Fig 4. PGR and kisspeptin are co-localized with ERα in kisspeptin neurons but are not expressed in AVPV kisspeptin neurons of ERαKO mice.

A. Double immunohistochemistry of PGR and kisspeptin in WT and ERαKO mice. Black arrows indicate dark brown nuclear PGR staining. Black arrowheads indicate brown red cytoplasmic kisspeptin staining. Open arrowhead indicates hematoxylin-stained nucleus of a kisspeptin positive and PGR negative neuron. Bar = 25 μm. B. Co-localization of PGR, ERα, and kisspeptin in kisspeptin neuron in the hypothalamic AVPV nucleus from a 2-month-old female C57BL/6 mouse in the estrus stage. From left to right: PGR (blue), kisspeptin (red), ERα (green), and merged image. Yellow arrows indicate nuclear PGR, ERα, and merged PGR/ERα. Green arrows indicate cytoplasmic kisspeptin. White arrows indicate ERα positive nucleus.

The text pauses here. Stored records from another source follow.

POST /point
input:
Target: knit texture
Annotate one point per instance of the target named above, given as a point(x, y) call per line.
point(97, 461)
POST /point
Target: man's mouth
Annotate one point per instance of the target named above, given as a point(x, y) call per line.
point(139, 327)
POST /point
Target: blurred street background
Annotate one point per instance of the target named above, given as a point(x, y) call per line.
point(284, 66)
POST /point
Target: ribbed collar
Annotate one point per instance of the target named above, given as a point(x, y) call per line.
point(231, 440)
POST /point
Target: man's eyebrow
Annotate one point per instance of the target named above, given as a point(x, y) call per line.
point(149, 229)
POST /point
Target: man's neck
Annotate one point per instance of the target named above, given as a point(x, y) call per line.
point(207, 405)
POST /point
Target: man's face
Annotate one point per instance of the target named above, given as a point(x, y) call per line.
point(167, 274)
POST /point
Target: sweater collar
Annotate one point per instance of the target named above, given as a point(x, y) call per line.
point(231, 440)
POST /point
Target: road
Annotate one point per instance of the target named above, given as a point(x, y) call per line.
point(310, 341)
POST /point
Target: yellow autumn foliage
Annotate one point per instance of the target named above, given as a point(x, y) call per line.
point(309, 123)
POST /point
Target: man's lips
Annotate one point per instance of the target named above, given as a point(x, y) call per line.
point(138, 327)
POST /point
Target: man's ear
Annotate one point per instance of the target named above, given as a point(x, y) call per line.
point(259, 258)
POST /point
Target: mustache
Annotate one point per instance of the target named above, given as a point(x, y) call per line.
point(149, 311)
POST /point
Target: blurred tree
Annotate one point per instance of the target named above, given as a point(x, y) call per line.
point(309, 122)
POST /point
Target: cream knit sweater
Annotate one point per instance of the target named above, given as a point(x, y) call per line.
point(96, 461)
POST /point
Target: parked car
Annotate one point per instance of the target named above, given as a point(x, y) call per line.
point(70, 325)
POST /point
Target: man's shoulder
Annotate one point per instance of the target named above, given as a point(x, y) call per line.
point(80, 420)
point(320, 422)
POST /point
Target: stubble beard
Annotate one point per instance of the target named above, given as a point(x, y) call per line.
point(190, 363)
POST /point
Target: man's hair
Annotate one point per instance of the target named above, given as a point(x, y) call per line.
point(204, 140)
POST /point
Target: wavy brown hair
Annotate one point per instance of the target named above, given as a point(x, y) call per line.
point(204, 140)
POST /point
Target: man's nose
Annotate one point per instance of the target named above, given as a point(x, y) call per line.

Fig 5. Quantification of kisspeptin positive immunofluorescent cells in the AVPV of WT and Kiss1-PgrKO mice.

A. Immunofluorescence of kisspeptin in the AVPV of 5-month-old WT and Kiss1-PgrKO; arrows indicate kisspeptin positive cells (bar = 25 μ). B. Quantification of the raw cell number of kisspeptin positive cells from the AVPV of 2-3- and 5-month-old WT and Kiss1-PgrKO mice; the raw cell number was calculated from 3 sections per animal. Data represent means ± SD.

Fig 6. PGR does not regulate Kiss1 gene expression.

Kiss1 mRNA expression level in 6-month-old WT (n = 9) and Kiss1-PgrKO (n = 4) mice.